念のため、バーノンとフルスが撃ち漏らしがいないか、近辺を捜索に出て、グドン達の42に上る死体は、レスターやハイル達を中心に始末された。 事後処理をしているのに気付いた村人達も、死体には慄きながらも、手伝いを申し出てくれる。 「これも俺達の仕事だから」 そう言って遠慮しようとしたハイルに、村人達は「いいえ」と首を振る。ささやかながらも、そうすることが感謝の印でもあった。 「ピルグリム……いつになったら根絶できるのでしょうか……」 片付けを手伝いながら独白したネレッセは、湖を振り返る。それでも、今はこの静寂を取り戻せたのだからと、安堵の吐息をついた。 そうして陽は落ち……訪れた夜の帳が、対岸に残る血の跡も隠してくれた。
「今まで、どれだけの人の想いを受け止めてきたんだろう?」 水面に夜空を映し、輝くように見える湖は、ただ静かにそこに在り続ける。 「想い……守れたよな?」 湖畔で見つめていたハイルは言うと、一緒にいたレスターとディアブルーを振り返る。 「想いを湛え、伝える湖……か」 「夜の湖は……何だか、深淵に引き込まれてしまいそうな気がする」 ハイルとレスターの声に、ディアブルーはそう言い挿した。 恐怖ではない。言うなれば、人の心――想いの強さを知る、冒険者だからこそ感じる畏れかもしれない。想いの強さひとつで、冒険者達は、巨大なドラゴンとすら戦える力を手に入れたではないか。 「吾輩は村に戻っているよ」 「俺も」 「そうか……」 呟くように2人へ相づちを返したレスターは、夜空を見上げる。彼には、鏡の如き湖に輝く星よりも、天に輝く光こそが美しく見えた。 それが真実の姿。生命の輝きを感じさせる煌めきたち。 「……」 ふと微笑を浮かべ、レスターもひと足先に湖を後にする。 風が波立てた水面は、静かに岸に打ち寄せる波となる。鼓動にも似たその繰り返しを、バーノンは静かに見つめていた。 胸に去来する思いに名を付けかねて、彼は溜息をつく。飲めもしない酒を、煽りたい気分だった。
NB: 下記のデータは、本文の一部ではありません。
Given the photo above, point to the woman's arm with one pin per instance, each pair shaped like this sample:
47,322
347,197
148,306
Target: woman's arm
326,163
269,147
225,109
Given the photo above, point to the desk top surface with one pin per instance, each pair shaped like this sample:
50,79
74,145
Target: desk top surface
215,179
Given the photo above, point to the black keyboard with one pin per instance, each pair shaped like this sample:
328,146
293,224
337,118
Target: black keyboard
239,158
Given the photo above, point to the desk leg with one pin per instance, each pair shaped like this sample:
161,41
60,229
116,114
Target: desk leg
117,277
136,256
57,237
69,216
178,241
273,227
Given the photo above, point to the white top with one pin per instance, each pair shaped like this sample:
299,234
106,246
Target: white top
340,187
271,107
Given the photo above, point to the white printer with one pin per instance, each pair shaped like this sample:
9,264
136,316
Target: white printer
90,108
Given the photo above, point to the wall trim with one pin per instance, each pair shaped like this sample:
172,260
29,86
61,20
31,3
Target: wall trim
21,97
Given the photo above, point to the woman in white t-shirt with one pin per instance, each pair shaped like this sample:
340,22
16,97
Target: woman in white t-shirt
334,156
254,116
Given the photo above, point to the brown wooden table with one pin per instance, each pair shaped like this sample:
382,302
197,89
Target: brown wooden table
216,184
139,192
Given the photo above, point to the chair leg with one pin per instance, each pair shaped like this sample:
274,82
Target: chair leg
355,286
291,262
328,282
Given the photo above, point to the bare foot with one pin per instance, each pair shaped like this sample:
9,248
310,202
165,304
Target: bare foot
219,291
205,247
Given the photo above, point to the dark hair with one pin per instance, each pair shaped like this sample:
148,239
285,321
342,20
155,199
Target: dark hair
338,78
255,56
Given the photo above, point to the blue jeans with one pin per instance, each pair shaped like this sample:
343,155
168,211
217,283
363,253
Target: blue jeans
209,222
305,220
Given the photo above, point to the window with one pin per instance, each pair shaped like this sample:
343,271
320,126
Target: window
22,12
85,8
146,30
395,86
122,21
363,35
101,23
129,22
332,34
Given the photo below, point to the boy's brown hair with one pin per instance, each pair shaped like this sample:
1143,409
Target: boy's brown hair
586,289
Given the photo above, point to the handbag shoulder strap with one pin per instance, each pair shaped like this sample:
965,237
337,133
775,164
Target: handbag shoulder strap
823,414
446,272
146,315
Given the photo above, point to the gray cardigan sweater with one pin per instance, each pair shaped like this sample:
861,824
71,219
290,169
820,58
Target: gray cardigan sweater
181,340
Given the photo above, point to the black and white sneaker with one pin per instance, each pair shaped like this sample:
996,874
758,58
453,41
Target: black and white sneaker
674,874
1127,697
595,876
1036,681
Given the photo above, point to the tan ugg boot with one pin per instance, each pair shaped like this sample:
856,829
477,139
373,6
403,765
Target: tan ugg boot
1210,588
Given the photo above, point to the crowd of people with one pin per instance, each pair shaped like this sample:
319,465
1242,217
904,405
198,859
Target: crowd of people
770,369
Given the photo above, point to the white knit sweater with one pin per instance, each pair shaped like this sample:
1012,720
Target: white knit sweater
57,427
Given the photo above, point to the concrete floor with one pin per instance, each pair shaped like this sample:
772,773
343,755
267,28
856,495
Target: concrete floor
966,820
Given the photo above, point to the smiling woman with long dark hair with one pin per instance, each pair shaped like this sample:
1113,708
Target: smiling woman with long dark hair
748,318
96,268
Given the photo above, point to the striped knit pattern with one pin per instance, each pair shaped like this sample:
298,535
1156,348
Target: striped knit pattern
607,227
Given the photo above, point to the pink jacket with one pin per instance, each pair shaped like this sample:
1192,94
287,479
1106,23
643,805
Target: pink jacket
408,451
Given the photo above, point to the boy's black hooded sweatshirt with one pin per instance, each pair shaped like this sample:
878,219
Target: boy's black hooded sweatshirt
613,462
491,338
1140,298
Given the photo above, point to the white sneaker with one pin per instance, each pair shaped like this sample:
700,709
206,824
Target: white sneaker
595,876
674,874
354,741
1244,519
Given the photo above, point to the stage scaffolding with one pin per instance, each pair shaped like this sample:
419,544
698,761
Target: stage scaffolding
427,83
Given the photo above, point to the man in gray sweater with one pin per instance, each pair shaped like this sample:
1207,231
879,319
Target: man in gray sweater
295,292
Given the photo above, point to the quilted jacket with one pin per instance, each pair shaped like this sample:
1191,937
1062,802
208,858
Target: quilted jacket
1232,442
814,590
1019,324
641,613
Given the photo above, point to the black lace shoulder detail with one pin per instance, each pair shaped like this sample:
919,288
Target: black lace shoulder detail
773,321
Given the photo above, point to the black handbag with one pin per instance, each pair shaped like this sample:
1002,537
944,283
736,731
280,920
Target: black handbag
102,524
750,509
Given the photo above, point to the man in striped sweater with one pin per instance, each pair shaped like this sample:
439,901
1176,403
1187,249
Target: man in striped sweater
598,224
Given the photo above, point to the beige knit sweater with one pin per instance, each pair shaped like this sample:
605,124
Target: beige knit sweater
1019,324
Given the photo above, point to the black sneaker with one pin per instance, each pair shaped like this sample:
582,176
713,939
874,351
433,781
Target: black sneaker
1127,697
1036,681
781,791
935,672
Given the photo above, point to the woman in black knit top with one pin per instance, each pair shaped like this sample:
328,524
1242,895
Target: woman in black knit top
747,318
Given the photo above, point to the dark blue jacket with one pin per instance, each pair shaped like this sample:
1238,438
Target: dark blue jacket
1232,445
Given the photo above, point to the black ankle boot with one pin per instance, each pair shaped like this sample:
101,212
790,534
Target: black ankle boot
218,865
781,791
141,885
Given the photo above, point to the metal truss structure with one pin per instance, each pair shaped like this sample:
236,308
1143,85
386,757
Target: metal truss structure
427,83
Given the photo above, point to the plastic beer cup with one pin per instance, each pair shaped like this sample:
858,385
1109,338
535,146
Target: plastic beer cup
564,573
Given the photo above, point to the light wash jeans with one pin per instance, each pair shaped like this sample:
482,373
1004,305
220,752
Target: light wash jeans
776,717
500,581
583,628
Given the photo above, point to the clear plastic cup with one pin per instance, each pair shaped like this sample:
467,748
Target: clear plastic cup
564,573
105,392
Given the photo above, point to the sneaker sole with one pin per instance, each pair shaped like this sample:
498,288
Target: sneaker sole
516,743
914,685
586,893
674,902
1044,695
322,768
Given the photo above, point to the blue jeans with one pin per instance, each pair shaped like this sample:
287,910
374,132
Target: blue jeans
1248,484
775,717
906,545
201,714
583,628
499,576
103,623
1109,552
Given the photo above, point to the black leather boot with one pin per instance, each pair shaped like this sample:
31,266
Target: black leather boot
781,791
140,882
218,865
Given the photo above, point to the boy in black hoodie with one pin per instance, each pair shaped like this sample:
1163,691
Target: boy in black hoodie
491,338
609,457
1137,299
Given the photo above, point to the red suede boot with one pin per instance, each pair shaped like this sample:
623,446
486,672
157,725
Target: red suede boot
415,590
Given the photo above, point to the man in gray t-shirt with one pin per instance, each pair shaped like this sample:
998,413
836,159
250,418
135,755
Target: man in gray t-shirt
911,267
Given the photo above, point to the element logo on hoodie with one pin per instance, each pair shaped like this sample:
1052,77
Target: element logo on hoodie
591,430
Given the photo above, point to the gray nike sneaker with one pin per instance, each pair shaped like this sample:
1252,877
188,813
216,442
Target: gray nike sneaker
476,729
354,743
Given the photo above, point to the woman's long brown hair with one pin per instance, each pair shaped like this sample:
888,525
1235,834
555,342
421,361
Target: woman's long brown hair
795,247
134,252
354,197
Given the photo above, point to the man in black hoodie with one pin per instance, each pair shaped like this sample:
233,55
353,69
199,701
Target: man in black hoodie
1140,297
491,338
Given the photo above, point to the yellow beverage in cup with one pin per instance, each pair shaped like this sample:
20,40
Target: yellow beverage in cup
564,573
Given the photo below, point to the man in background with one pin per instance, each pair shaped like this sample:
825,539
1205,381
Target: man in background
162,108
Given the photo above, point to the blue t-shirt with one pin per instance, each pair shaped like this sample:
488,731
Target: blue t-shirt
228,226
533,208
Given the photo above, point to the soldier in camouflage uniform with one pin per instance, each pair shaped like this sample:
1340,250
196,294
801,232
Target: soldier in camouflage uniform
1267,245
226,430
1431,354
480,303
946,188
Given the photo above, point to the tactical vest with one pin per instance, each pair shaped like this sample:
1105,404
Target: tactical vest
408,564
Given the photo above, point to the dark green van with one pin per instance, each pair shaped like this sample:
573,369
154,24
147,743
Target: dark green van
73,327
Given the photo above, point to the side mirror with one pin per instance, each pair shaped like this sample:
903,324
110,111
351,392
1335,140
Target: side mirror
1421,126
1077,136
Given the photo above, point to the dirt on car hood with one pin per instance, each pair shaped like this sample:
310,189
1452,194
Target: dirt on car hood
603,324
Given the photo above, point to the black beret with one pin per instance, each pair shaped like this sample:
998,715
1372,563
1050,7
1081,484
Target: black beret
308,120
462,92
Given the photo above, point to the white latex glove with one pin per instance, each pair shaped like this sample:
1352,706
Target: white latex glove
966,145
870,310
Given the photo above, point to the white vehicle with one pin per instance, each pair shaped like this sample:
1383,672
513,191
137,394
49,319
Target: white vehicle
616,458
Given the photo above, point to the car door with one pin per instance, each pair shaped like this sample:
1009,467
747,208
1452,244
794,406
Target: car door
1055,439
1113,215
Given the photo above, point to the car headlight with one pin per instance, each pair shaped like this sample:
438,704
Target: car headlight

じっと、酒瓶を見つめていると――。 不意に、手元の瓶を奪われた。 「……っ」 無言で傍らを往き過ぎたのは、シバ。 波打ち際まで歩いて行ってしまったシバの面は、バーノンからは見えなかったが、月明かりに照らされたその表情は、常とは違った優しさを滲ませている。 酒のことをと言うより、もっと違ったことを、バーノンは彼に諭されたような気がした。 「……思い悩むのは私らしくないですね」 その呟きを背中に聞いて、シバは酒瓶を岸に据える。静かに膝を折ると、清らな水に触れてみた。 静寂の中に、出会った人達の笑顔が思い浮かび、知らず、シバは口元を緩めた。 想いの数だけ、湖は違った姿に見えるかもしれない。 温かくも、凍てついているようにも、安らぎをもたらすようにも、不安を掻き立てるようにも……。 フルスの見つめる水面は、流れ往く水のように、過ぎ去った日々を思い起こさせた。そこにある出会いと別れを。 星々の煌めきにも似た、温かな思い出。 「ありがとう……」 小さく囁き、両の手の平を湖に沈めた。 蒼白い月影の中、思い思いに湖畔で過ごす仲間達の姿は、ラヴィの目には絵画のように思えた。 「想い……届くといいなぁ…ん」 小さな願い。 温かな想い。 この世はいつも、儘ならないからこそ。儚くも、この湖は美しく見えるに違いない。 月明かりに照らされながら、ラヴィは飽きることなく、その光景を見つめていた……。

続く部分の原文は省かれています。